Now furthermore, in order to instantiate a filter from a serialized buffer on the regionserver side, HBase 98 requires that the filter class contain a static factory parseFrom method, when previously it just used the regular constructor plus the Hadoop Writable readFields method. Luckily this was a purely additive change, since no such method existed in the 94 world, we could just go ahead and add this static method to all of our Filter subclasses directly, with no worries about backwards compatibility with the 94 client code. Sadly we had to put a slightly different copy into each class so it could call the appropriate constructor. Furthermore, since the base Filter class’s parseFrom throws no exceptions, we had to catch exceptions from our deserialization method and rethrow as a RuntimeException.
This one really puzzled me… Our serialization methods all have unit tests around them that use reflection to automatically populate a random instance of a serializable class, serialize it, then deserialize it, and do a deep comparison of the result. But because the Filter base class gained this new reversed field, those tests broke. After dreading we’d have to add reversed to the serialization of our filters, I did some reading and realized that reversed only ever gets set on the RegionServer itself, and never actually gets sent as part of a request over the wire. So clearly it should be transient, if it’s not intended to be included in serialization? Well I guess we’re the only ones who use the java keyword transient as a hint not just for Java serialization but for any other kind of serialization, since our tests ignore fields marked transient.
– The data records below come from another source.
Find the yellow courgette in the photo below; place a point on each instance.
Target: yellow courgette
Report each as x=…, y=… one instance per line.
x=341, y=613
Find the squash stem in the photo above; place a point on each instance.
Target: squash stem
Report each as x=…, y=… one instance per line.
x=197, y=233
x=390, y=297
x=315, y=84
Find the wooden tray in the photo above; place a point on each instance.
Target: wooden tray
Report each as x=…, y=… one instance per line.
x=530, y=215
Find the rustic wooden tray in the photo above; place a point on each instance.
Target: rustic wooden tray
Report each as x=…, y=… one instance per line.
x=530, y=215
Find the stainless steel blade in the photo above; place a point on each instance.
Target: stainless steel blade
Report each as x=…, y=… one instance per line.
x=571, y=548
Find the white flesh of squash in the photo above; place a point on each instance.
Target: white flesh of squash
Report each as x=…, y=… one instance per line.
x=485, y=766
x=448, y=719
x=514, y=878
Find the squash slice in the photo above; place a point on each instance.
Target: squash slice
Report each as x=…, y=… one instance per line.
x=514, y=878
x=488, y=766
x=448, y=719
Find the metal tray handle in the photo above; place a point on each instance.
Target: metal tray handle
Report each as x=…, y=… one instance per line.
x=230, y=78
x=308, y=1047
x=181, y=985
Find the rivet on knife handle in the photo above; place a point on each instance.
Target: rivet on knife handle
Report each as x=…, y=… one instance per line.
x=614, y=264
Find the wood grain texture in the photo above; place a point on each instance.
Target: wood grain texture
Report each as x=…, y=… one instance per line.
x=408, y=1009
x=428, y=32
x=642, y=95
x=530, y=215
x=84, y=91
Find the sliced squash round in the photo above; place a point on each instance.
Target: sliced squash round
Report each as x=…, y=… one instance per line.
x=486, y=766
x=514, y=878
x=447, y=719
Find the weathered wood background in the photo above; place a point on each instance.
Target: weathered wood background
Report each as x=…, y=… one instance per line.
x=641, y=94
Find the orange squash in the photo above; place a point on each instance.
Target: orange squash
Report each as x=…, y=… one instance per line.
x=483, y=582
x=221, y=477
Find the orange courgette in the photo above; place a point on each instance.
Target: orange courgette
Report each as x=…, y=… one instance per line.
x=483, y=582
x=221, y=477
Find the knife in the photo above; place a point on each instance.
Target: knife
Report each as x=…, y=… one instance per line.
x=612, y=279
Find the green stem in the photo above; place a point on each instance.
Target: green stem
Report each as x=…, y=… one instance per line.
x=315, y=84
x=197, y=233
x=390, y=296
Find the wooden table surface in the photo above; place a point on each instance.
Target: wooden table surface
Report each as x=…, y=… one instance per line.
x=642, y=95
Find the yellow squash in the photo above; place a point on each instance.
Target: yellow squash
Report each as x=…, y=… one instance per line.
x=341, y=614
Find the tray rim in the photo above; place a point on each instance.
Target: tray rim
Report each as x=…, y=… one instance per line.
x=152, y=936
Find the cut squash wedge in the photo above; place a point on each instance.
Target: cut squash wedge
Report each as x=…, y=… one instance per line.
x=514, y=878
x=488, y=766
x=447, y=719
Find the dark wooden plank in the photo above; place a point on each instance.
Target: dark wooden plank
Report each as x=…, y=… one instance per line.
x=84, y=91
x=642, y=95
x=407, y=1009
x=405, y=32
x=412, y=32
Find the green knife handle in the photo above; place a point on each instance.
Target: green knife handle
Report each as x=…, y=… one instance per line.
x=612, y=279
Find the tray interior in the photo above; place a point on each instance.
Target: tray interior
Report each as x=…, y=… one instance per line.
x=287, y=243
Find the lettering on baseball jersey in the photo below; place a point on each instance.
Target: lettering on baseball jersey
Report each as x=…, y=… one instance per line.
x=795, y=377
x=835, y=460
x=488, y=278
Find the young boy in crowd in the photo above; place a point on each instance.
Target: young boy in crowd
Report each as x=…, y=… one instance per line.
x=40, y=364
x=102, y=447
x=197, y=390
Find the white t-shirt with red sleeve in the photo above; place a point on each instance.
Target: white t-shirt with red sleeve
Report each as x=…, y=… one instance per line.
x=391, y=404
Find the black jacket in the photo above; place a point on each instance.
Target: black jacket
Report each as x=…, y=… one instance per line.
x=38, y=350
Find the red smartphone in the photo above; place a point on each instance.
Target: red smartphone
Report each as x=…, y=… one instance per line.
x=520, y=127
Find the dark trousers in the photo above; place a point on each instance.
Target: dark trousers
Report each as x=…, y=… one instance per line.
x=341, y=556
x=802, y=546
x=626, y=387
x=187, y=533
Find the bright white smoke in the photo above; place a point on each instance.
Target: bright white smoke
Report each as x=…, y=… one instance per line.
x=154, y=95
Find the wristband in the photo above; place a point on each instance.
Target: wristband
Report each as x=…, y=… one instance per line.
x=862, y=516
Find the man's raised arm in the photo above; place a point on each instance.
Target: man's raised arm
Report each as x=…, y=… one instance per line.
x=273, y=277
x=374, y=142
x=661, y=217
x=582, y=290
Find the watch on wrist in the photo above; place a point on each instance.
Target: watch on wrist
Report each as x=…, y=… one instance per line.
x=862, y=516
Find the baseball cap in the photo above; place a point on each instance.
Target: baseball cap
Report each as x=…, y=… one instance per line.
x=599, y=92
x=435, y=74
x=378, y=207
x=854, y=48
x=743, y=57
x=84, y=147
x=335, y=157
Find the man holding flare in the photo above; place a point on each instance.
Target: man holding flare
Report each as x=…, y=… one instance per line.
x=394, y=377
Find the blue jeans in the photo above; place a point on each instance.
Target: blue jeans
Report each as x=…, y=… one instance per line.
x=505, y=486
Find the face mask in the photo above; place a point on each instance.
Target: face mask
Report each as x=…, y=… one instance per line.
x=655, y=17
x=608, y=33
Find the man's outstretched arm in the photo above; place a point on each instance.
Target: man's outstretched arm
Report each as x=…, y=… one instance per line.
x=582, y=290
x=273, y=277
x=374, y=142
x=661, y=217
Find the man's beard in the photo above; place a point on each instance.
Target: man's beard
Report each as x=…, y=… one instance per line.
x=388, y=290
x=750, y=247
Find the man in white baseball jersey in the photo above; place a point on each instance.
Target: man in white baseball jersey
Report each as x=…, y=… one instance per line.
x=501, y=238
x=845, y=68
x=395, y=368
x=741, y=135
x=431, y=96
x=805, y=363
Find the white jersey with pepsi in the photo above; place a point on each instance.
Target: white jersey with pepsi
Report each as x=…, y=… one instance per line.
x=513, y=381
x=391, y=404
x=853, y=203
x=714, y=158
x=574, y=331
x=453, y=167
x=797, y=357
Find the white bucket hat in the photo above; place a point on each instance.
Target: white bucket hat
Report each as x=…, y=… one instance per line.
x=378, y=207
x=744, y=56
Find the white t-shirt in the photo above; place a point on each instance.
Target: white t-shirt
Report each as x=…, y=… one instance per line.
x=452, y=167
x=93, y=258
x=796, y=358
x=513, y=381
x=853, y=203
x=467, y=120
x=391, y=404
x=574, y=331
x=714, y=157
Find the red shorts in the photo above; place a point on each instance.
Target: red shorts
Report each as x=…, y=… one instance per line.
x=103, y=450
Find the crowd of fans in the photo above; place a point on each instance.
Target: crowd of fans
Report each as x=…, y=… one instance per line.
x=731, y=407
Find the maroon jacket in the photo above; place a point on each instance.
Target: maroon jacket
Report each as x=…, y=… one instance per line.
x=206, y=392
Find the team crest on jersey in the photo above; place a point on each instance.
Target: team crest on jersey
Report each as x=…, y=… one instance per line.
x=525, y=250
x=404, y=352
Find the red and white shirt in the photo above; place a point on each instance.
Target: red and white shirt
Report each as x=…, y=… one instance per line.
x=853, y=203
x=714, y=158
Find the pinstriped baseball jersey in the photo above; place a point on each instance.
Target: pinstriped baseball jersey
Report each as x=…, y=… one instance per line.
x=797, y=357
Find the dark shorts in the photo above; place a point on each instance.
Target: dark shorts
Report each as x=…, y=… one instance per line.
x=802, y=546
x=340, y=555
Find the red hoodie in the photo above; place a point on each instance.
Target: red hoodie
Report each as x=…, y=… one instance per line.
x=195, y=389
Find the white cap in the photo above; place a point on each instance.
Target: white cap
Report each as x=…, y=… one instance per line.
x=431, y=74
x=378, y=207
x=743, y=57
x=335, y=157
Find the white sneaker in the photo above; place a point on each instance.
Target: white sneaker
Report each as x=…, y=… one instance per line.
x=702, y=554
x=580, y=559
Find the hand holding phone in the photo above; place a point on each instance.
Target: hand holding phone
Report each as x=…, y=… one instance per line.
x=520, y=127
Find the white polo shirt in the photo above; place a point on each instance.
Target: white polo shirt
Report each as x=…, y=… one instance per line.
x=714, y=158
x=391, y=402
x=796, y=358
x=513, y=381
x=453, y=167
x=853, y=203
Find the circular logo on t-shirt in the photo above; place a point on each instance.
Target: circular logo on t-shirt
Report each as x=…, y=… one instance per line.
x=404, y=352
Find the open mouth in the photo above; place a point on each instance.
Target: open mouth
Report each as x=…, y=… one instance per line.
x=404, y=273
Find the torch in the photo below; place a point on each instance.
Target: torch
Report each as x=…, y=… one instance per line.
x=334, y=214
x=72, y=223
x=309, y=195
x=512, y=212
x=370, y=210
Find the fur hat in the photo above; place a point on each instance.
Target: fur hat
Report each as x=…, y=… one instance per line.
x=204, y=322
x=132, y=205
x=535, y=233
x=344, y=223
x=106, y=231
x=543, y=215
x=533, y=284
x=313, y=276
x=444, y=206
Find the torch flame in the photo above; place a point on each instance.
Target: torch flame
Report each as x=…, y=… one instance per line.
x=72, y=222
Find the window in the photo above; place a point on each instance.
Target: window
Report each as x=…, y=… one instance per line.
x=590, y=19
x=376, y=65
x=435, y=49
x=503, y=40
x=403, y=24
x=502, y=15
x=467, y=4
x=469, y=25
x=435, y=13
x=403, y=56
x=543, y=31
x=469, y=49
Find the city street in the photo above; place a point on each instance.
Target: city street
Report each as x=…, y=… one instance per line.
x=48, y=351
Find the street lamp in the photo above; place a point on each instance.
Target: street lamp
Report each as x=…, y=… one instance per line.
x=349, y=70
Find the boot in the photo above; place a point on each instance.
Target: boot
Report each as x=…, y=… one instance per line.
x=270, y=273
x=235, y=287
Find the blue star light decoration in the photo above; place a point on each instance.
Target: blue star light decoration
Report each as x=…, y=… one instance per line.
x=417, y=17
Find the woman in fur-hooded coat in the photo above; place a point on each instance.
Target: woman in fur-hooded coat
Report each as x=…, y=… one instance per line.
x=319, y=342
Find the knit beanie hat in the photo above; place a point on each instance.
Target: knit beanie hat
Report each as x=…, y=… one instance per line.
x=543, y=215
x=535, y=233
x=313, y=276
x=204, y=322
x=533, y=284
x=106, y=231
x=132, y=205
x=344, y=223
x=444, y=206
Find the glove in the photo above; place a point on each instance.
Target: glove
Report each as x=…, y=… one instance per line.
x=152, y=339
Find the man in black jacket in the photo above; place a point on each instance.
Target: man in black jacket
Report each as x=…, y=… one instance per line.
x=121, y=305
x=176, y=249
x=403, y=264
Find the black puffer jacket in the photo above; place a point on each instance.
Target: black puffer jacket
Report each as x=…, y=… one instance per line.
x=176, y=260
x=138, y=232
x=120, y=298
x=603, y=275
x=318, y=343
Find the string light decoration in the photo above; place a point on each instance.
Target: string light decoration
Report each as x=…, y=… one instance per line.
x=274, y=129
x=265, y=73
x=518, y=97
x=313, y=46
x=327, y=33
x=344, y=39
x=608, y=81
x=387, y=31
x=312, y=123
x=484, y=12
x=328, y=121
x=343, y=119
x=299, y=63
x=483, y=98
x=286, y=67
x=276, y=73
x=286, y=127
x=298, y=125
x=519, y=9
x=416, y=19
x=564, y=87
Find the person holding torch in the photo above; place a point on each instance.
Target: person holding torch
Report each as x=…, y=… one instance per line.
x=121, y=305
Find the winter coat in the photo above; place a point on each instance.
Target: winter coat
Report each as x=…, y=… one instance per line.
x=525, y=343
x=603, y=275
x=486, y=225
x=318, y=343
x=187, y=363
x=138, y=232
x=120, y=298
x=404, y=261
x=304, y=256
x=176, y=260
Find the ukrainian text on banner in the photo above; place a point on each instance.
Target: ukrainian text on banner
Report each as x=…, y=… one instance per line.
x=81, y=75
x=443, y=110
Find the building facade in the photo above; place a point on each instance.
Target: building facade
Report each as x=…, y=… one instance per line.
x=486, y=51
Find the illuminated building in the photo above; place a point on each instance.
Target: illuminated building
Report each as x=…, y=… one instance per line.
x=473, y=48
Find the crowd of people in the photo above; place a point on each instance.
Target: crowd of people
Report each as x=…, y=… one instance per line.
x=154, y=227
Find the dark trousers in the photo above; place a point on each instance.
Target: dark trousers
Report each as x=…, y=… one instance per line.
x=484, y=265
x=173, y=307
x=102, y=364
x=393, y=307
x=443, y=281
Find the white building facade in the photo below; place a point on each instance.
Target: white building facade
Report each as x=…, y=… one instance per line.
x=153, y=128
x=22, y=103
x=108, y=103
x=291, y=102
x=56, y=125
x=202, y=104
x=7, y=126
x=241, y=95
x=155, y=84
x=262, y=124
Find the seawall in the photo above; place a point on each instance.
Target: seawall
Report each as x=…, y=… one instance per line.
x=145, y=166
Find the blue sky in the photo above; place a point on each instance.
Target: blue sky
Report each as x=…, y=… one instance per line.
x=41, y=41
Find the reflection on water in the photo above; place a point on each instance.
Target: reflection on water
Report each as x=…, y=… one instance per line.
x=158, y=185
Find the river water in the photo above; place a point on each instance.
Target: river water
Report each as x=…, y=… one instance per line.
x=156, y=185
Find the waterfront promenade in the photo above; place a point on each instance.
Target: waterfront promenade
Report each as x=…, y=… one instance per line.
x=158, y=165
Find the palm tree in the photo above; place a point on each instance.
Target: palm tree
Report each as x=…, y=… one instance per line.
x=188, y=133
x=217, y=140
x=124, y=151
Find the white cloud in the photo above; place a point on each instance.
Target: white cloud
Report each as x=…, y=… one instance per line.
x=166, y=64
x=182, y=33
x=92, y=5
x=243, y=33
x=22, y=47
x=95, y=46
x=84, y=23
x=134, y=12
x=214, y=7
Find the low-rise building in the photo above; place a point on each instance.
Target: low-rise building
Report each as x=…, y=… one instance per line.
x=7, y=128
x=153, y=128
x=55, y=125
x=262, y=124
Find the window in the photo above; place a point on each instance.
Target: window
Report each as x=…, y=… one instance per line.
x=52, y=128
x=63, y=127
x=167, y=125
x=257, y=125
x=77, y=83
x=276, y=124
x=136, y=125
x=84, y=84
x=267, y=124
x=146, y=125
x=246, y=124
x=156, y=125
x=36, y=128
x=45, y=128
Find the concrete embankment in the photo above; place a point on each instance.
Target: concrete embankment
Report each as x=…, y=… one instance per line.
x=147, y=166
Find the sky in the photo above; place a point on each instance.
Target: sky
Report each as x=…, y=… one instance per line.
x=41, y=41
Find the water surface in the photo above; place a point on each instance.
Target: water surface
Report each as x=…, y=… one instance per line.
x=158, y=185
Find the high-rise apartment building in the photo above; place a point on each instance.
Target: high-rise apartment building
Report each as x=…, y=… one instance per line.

We both implemented a way to exclude individually named fields from our tests as well as opening a HBase jira to add the transient keyword there just in case anyone else has similar usecases.
So another thing we looked at changing was our use of the HTable interface. In 94, the common wisdom was that creating a new HTable was an expensive operation, so we lazily cached them as necessary. We also wrapped the base HTable class with a semaphore to make it thread-safe, so that multiple threads could issue writes at the same time. This let us turn off autoflushing and buffer our writes from multiple threads, and see a big performance gain in write throughput.
Now in HBase 98, the expectations are different. Since connections to regionservers are pooled and cached behind the scenes, HTable creation and destruction are light operations, and callers are expected to create and destroy them as needed for each set of calls. However doing something like this would break the assumptions of our use cases, as I mentioned in the previous slide we’re making big use of setAutoFlush false to buffer and batch our writes.
It seems like the 98 way to do this is to use HTableMultiplexer, but I identified several problems with trying to introduce this to our codebase.
the calling API into HTM is very different from our use of HTable, so it would require a lot of modifications. By itself this would not be a dealbreaker, except…
Unlike HTable which blocks when its buffer is full and it is trying to flush to HBase, HTableMultiplexer just returns false if a put would overflow the buffer… I decided this would be too much of a difference for how the calling code expects its HBase client to behave. But on top of that...
There is no way to ensure all data is flushed like there is with the flush() method in HTable. The best way I could come up with would be to stop all writes and then call getHTableMultiplexerStatus, which seemed like an expensive operation to be doing on a regular basis.
So we stuck with the original plan and cached our HTables and so far that seems to work as expected.
Now I’ll throw it back over to Rahul
Without good monitoring you can’t pinpoint your problems. It becomes especially hard to figure this out of 1000+ node clusters.
We store our data in tsd.
Your cluster is only as good as your poorest performing regionserver. Finding it quickly, diagnosing what is wrong is the trick.
Jstack is your friend, always profile and figure out where the bottlenecks are happening.